To answer that question, classicists lately have been imagining the purposes to which public performance of erotic poems might have been put. Ancient references to the poet’s ‘companions’ and ‘students’ have led one expert to argue that Sappho was the leader of a female collective, whose role was ‘instruction leading to marriage’. Rather than expressions of individual yearning for a young woman, the poems were, in Lardinois’s view, ‘public forms of praise of the general attractiveness of the girl’, celebrating her readiness for wedlock and integration into the larger society. The late Harvard classicist Charles Segal made even larger claims. As he saw it, the strongly rhythmic erotic lyrics were ‘incantatory’ in nature; he believed that public performance of poems like Fragment 31 would have served to socialize desire itself for the entire city – to lift sexual yearning ‘out of the realm of the formless and terrible, bring it into the light of form, make it visible to the individual poet and, by extension, to his or her society’.
Even purely literary issues – for instance, the tendency to think of Sappho as the inventor of ‘the lyric I’, a single, emotionally naked speaker who becomes a stand-in for the reader – are affected by these new theories. After all, if the ‘I’ who speaks in Sappho’s work is a persona (a ‘poetic construct rather than a real-life figure’, as Lardinois put it) how much does her biography actually matter?
Between the paucity of actual poems and the woeful unreliability of the biographical tradition, these debates are unlikely to be resolved anytime soon.

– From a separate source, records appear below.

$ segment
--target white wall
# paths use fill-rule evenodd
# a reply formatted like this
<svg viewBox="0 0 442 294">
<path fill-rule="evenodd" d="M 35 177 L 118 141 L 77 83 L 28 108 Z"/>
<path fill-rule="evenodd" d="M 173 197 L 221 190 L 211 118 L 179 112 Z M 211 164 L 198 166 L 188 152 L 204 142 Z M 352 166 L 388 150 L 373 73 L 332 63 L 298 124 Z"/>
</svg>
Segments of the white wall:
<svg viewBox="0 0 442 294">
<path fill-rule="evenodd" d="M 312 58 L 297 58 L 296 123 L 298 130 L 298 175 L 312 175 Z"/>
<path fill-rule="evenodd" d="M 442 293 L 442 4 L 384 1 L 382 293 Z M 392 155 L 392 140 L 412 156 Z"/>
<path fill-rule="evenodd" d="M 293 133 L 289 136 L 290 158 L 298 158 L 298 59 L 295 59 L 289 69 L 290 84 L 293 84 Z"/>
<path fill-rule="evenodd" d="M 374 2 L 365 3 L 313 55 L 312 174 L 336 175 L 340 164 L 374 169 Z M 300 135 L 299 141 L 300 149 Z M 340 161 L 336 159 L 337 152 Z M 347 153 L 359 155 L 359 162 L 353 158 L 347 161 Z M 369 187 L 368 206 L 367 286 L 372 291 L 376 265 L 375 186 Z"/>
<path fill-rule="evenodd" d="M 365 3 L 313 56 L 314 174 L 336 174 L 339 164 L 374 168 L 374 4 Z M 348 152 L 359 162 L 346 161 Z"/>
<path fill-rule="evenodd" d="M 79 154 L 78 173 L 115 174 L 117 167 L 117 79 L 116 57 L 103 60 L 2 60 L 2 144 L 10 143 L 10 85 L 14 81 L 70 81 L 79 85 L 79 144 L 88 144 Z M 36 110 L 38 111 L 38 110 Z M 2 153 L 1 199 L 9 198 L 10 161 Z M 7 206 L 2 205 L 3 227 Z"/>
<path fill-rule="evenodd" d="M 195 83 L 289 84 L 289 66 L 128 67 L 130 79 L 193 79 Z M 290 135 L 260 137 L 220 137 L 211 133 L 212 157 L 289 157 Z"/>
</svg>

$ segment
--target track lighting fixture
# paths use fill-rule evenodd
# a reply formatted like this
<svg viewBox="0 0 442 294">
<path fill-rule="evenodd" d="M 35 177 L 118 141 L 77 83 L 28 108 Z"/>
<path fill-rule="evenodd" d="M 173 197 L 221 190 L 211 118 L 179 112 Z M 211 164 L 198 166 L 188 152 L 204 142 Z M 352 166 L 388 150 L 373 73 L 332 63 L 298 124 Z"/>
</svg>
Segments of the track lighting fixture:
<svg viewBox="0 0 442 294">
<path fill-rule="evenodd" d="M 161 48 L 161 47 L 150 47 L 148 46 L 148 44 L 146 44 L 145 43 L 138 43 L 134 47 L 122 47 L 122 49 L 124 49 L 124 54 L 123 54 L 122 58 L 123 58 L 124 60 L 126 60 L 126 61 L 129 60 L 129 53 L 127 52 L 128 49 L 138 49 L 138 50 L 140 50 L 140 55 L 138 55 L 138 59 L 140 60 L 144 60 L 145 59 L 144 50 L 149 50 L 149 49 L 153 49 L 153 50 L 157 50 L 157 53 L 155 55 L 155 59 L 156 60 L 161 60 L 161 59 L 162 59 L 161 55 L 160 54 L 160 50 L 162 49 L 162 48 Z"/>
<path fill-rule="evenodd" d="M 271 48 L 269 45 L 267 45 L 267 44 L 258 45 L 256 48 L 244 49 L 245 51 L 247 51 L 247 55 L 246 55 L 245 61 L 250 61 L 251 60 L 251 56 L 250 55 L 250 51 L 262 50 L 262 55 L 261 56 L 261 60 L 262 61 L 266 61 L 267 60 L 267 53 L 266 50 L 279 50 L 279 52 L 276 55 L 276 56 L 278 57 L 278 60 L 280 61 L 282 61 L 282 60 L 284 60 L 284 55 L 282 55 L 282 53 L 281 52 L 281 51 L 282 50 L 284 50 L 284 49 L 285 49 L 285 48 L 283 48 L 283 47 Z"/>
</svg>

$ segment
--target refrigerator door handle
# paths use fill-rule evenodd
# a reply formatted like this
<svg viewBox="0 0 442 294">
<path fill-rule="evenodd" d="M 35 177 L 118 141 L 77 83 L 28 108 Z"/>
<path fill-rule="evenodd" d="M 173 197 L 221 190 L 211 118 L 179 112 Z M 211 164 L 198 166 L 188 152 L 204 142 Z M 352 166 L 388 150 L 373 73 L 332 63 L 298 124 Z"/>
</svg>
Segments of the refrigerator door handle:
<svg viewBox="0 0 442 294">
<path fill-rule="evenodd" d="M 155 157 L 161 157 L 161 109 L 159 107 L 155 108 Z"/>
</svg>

Indeed, the study of Sappho is beset by a curious circularity. For the better part of a millennium – between the compilation of the Suda and the late nineteenth century – the same bits of poetry and the same biographical gossip were endlessly recycled, the poetic fragments providing the sources for biographies that were then used as the basis for new interpretations of those same fragments. This is why the ‘new Sappho’ has been so galvanizing for classicists: every now and then, the circle expands, letting in a little more light.
Obbink’s revelation last year was, in fact, only the latest in a series of papyrological discoveries that have dramatically enhanced our understanding of Sappho and her work. Until the late nineteenth century, when the papyri started turning up, there were only the ancient quotations.